Capitol Crooks
It started with the bribery indictment of California Rep. Randall "Duke" Cunningham, but before it's over, a sprawling investigation into a Pentagon contractor called MZM could snare some of Washington's most powerful inside players
Wade had lots of other MZM contractors-many of them retired government officials or "govvies"-sprinkled throughout CIFA. "Wade had his 'in' everywhere," says a senior MZM executive. "He ran it as a clandestine operation against a company you'd want to infiltrate." At an MZM Christmas party, Wade asked his facility security officer to sit at the CIFA table and report back on conversations she overheard, according to MZM sources.

There were other problems. Burtt, Hefferon, and other CIFA officials were unhappy about MZM's sky-high labor rates. A CIFA employee collared Peze at an agency picnic one day. "We don't see you so often," the official told Peze, "given that you are billing 80 hours a month to CIFA." Peze was flabbergasted; he was billing only 40 hours a month, he thought. "I confronted Wade about that," Peze recalled. "He said, 'There has been a change. We just didn't tell you yet.'" Peze was outraged. "It was embarrassing for me personally to hear from CIFA officials that the contract was being billed 80 hours in my name."
"Chinese wall." Some government officials and MZM contractors blamed King, the former three-star general and MZM's CIFA program manager, for the company's bad image and resented what they perceived as his heavy-handedness. King, meanwhile, was starting to question Wade's business practices and "building a Chinese wall" between him and his boss, two former MZM officials say. Wade abruptly removed King as the program manager. King retreated briefly to MZM headquarters, then landed a position as an MZM consultant to Gen. Michael Hayden, then the head of the National Security Agency, now the director of the CIA. A former senior MZM executive says King was honest and ethical, and he believes that King was relieved to break away from Wade and the mounting problems at CIFA.
Despite the problems, it was still business as usual for Wade and Cunningham.
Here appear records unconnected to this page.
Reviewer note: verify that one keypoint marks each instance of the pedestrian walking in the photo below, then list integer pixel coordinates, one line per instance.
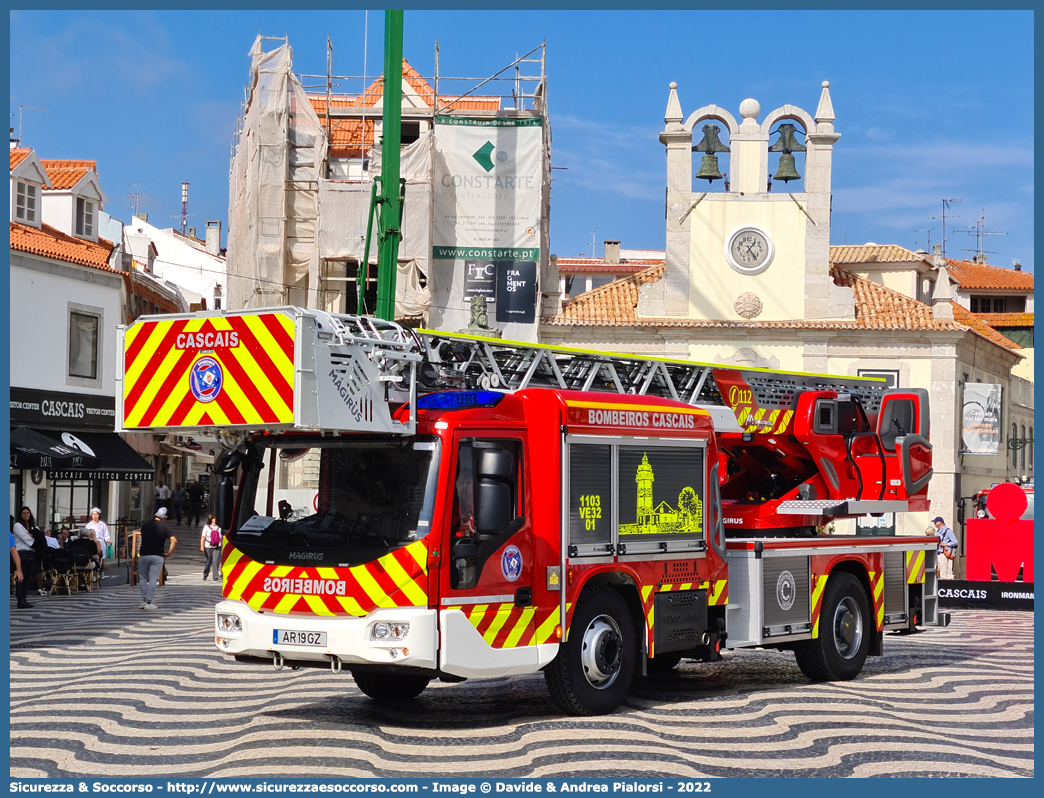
(162, 496)
(178, 500)
(195, 501)
(100, 530)
(148, 543)
(210, 544)
(947, 547)
(16, 560)
(24, 540)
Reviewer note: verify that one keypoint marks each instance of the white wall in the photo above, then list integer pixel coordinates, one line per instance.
(41, 291)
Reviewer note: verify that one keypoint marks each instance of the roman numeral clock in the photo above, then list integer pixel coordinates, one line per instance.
(750, 250)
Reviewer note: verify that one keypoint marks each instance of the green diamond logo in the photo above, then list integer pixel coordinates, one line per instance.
(482, 156)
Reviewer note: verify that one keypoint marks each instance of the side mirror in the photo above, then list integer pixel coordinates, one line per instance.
(222, 500)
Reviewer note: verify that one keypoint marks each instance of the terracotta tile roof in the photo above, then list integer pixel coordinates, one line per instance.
(983, 277)
(876, 308)
(969, 320)
(599, 266)
(873, 253)
(612, 304)
(65, 174)
(346, 134)
(1006, 320)
(17, 156)
(53, 243)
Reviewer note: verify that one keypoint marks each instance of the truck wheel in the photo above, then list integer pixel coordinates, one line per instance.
(592, 673)
(386, 687)
(845, 629)
(662, 664)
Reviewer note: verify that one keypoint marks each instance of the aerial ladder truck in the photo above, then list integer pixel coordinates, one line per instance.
(410, 505)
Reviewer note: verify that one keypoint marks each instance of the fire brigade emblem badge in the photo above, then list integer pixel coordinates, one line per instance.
(206, 379)
(511, 563)
(785, 590)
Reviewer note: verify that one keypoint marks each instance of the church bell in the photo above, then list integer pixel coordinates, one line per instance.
(710, 144)
(787, 144)
(708, 169)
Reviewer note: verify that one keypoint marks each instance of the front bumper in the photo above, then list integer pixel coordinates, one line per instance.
(348, 638)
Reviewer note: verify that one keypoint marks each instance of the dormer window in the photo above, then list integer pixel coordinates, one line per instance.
(25, 206)
(85, 217)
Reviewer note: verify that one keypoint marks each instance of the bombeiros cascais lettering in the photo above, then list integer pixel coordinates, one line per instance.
(221, 338)
(305, 586)
(640, 419)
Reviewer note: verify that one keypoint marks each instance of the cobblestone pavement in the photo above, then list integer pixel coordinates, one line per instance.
(102, 688)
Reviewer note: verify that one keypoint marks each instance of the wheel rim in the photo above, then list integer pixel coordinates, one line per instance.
(848, 628)
(601, 652)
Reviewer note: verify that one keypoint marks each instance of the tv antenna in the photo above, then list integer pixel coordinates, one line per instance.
(21, 112)
(980, 233)
(946, 207)
(135, 195)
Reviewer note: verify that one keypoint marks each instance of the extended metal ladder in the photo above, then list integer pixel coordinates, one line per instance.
(457, 360)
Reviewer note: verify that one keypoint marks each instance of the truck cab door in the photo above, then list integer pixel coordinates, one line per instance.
(903, 430)
(485, 582)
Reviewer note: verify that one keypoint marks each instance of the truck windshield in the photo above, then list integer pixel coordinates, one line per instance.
(349, 500)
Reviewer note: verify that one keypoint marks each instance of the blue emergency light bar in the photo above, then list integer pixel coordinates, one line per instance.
(458, 400)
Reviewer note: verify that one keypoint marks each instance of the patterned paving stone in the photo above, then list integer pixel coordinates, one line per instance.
(102, 688)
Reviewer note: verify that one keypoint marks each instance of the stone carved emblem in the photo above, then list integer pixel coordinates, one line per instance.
(748, 305)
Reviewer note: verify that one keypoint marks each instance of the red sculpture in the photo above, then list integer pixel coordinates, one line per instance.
(1003, 540)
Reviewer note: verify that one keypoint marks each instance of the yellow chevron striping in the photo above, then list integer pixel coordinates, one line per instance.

Among other favors, Wade sold Cunningham a 1999 Suburban for $8,000 below market value. When his chief of staff confronted him, federal prosecutors say, Cunningham "furiously slapped his hand on his desk, twice, and yelled at his staffer to 'stay the f--- out of my personal business.'" In late fall of 2003, Wade bought Cunningham's Southern California home for $1.5 million so that the congressman could purchase a bigger mansion.
Wade's investment paid off handsomely. In mid-December, according to federal prosecutors, Wade told Pentagon officials that he had $16.1 million in "mandate money" for "data storage" that he wanted to spend on a second-floor conference center for CIFA. "Wade made it perfectly clear to the DOD officials that the money was his to spend, not theirs-and not on projects that they [DOD] determined were in the DOD's best interests," said prosecutors in Cunningham's pre-sentencing documents. On Feb. 20, 2004, Wade prepared a letter on Cunningham's congressional letterhead, which the congressman signed, thanking Pentagon officials for supporting the "collaboration center" program. Cunningham gave Wade "numerous blank sheets" of his congressional stationery, prosecutors said, "in order to enable Wade to draft letters on his behalf." In March, a Pentagon official refused to release the first $12 million of the earmarks or give "blanket approval" to Wade's schemes "with very little accountability or oversight that I can see." But using Cunningham's clout, Wade "successfully pressured" the official's supervisors to release the money, prosecutors said.